Large sports teams and large sporting events are attractive to cyber criminals on several levels. Not only are they highly visible and present large targets of opportunity for criminals who may be looking to earn a name for themselves, teams also amass large repositories of valuable performance and health stats and analytics on players and games.
Thieves and hackers are attracted to the huge publicity a large hack could potentially get, and also to the large repository of valuable data large teams collect and maintain. This data can be sold to legitimate industries including the media and fantasy sports gamers, but also bookies and organised crime involved in illegal betting and gambling. Opponents and rival events could also be interested in getting a leg-up on their rival with insider information.
Also, these organisations conduct a high volume of e-commerce transactions. Teams and events are increasingly transacting online for bookings and sales, and of course, are fully embracing mobile payment options making them at risk for malware and phishing attacks, akin to the risk profile that large e-comm and m-comm vendors have.
First of all, the team or organisation could be targeted for a breach that exposes personally identifiable information of their customers, fans, and even their players and staff. Several large attacks in recent years have borne this out, for example the 2015 “Team Sky” attack that went after performance data in order to discredit Tour De France leader Froome. Sometimes these attacks can also be politically motivated, as in the FC Barcelona attack that sought to embarrass the team on their twitter account.

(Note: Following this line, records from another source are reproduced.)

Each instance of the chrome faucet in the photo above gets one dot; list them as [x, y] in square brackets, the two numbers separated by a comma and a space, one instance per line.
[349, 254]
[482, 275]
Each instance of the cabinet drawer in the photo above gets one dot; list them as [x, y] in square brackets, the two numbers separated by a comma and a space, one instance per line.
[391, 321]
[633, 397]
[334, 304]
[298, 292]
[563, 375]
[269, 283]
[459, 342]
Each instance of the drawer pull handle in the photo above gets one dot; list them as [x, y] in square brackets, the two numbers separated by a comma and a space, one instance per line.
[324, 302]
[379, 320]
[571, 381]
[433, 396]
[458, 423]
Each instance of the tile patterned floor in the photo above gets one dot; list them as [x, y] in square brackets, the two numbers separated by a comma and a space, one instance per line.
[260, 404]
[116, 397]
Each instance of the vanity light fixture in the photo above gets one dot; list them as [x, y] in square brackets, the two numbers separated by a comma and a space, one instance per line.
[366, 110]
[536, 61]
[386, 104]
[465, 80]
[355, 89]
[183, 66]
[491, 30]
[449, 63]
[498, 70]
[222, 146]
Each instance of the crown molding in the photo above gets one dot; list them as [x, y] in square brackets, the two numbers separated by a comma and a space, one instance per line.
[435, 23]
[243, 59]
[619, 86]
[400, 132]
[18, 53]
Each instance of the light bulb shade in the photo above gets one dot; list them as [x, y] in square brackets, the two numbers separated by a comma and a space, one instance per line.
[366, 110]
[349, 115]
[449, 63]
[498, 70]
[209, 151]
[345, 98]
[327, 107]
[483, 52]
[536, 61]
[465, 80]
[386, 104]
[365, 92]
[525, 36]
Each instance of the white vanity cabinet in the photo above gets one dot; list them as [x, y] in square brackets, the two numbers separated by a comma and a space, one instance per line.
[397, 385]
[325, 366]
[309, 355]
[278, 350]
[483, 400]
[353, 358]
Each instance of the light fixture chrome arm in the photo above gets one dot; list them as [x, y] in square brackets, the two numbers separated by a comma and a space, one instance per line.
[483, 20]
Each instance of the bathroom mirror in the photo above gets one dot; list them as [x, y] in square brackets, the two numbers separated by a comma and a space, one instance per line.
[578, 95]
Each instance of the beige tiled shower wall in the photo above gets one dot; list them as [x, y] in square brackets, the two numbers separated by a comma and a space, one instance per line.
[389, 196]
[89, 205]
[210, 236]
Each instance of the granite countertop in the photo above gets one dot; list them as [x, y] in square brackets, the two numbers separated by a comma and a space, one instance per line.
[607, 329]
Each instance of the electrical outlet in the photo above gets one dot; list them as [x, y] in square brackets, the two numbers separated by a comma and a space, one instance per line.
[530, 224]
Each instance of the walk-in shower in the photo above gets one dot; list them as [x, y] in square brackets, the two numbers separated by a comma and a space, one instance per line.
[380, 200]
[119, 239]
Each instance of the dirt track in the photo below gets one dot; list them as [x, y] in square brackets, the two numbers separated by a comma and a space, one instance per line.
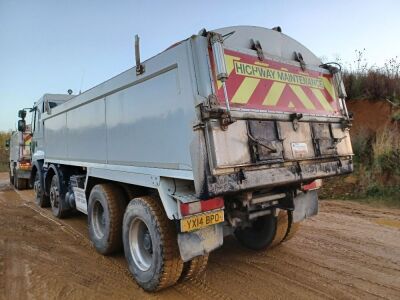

If the breach has been successful in gathering identity data, this info can often lie dormant while the hacker attempts to amass more data points in order to add value. The data is compiled into sets called “fullz”. Once complete, these identity packages sell for more, and can be used by fraudsters to take over accounts in all kinds of places, or on the team and event sites to purchase tickets or collectables for resale.
Sports teams, just like high profile retailers, can protect against these identity thieves by ensuring they fully understand who is turning up at the account login page. The advantage they have is that fans typically return again and again and a behavioural biometric tool could be a very useful in building a solid profile of the good user in order to provide real-time verification.
By not waiting until transaction, but building a more complete identity profile of the user over time, behavioural biometrics (BB) tools empower online vendors to investigate at any point when high-risk activity is detected but present no friction to users until the vendor chooses to introduce it. This can greatly enhance the customer’s experience at login or checkout. With the knowledge that false declines can account for 32% of lost customers, basically handing the customer to a competitor, removing friction for customers you are a certain are good customers will improve their experience with that brand.